Two bills authored by state Sen. Josh Becker, D-Menlo Park — one to streamline health care access statewide and another aiming to provide telehealth services to farmworkers — have been signed into law by Gov. Gavin Newsom.
Senate Bill 306, dubbed the Defending Physicians Decisions Act, will exempt any service or treatment that is approved at least 90% of the time from prior authorization.
Prior authorization — when a doctor is required to get approval from a patient’s health insurance before prescribing medication, service, testing or other treatment — can create care bottlenecks that delays patient care and forces doctors to spend increasing amounts of time on paperwork, according to Becker’s office.
In addition, Becker said, 1 in 5 doctors have seen a delay in care that resulted in hospitalization. This legislation aims to take services and treatments that are overwhelmingly approved out of that delayed cycle, offering patients more immediate care, he said.
“Let’s not go through the paperwork and make everybody jump through to get it approved again,” he said. “Let’s just have it approved right away and have that care delivered right away.”
Becker’s Senate Bill 338 is inspired by coastal Latino arts and programming nonprofit Ayudando Latinos A Soñar’s mobile health care services, which delivers virtual health care, mental health services and educational programming to coastal farmworkers where they’re at in collaboration with Life Science Cares.
The bill establishes a pilot program for two similar virtual health care hubs, which will be run by local community-based organizations, to serve rural farmworker communities.

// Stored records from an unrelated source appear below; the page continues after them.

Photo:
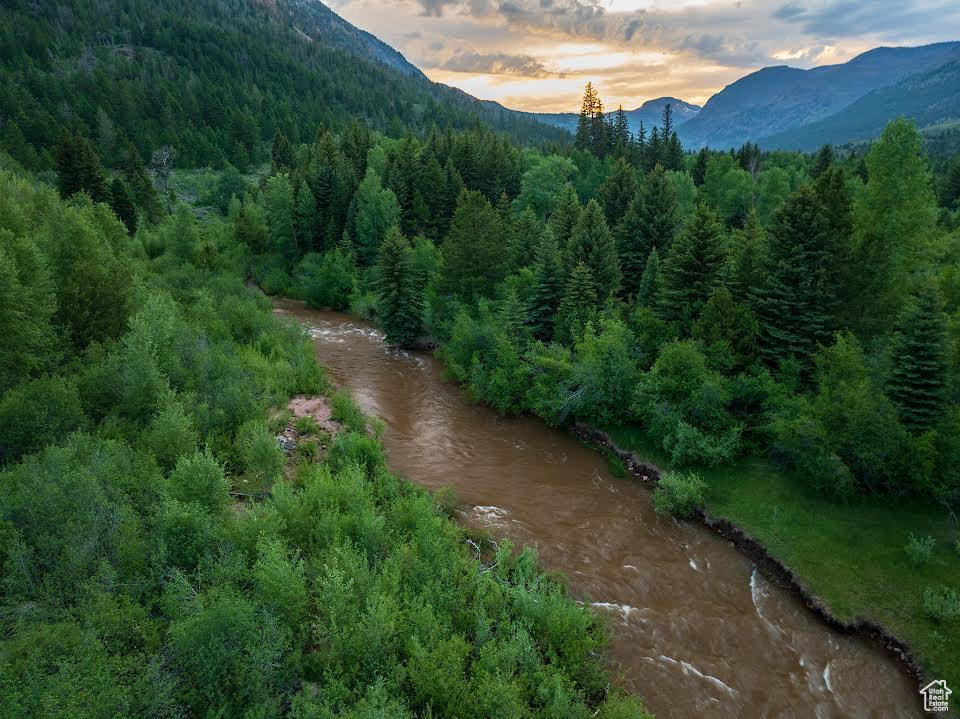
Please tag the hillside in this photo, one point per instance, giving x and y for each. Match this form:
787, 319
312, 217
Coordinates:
649, 113
213, 79
928, 99
778, 99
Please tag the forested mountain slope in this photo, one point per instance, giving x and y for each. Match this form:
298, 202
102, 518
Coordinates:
776, 99
928, 99
211, 78
649, 113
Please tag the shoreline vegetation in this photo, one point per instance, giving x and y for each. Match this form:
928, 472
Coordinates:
165, 555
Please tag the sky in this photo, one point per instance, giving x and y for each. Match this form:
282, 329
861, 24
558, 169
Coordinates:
537, 55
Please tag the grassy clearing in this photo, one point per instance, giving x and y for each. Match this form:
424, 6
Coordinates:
852, 555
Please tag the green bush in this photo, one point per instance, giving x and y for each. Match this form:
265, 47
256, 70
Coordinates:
942, 604
37, 413
199, 478
919, 549
679, 494
257, 451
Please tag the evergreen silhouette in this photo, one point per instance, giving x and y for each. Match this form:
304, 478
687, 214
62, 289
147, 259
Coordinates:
692, 268
917, 384
399, 290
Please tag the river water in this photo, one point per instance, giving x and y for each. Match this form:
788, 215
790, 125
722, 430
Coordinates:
697, 629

The pilot program will use a philanthropic donation system, Becker said, with a fundraiser scheduled in December.
“Once it’s funded, we’ll keep running, then the question is, will we be able to expand it to other communities,” he said. “And if we can show really great success … this is actually a really super cost-effective way to treat vulnerable populations, populations who are really underserved by our health care community.”

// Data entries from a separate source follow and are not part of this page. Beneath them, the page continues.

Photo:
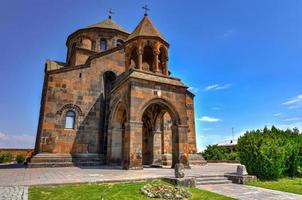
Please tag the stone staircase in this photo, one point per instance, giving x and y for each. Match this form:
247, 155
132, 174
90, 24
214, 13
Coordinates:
66, 160
212, 179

The bill began as the winner of the state Senate District 13 “There Ought to be a Law” contest, which helps to elevate the ideas of everyday Californians into legislation. Aisha Baro, executive director of Life Science Cares Bay Area, proposed the idea after her organization worked with the ALAS equity express.

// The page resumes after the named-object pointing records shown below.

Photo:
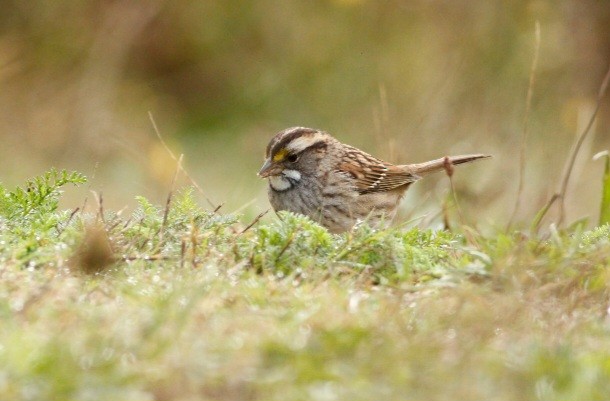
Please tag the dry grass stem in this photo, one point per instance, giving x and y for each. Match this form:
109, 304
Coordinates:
524, 135
577, 146
192, 181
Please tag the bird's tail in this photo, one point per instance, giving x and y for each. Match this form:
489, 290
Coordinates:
444, 163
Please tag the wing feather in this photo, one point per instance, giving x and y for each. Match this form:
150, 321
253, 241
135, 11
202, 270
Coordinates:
372, 174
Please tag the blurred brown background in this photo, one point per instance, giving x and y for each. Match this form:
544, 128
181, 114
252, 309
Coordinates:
406, 80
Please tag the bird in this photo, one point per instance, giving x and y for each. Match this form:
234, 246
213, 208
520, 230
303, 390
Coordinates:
337, 185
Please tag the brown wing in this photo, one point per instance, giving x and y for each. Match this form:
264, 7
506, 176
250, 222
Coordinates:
374, 175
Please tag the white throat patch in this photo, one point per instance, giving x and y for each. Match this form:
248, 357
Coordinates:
282, 182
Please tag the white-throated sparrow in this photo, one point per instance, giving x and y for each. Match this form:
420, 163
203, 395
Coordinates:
337, 185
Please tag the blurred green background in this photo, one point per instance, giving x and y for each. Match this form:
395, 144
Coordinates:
405, 80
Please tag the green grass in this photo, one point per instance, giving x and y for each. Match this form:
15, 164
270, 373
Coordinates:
181, 303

For Baro, the success of the equity express isn’t just its function as a mobile health unit, but that the service group running it is in tune with the community and able to bring a variety of wraparound services that farmworkers might need, at a time when they can use them.
“The trust, the care, the cultural competency, the mental health, the arts all of it — ALAS is a big part of the success, the fact that this mobile health unit is delivered by a trusted organization that speaks the language,” she said.
Crystal Springs Uplands School student David Liu is also working through Becker’s office on how the bill could be implemented, and said he was impressed by the focus on mental health.
Now, this legislation — which was born from a San Mateo County idea and has been worked on by a variety of residents — has become law.
“We try something, if we can prove it out, great, we scale it up,” Becker said. “And that’s what we’re hoping to do.”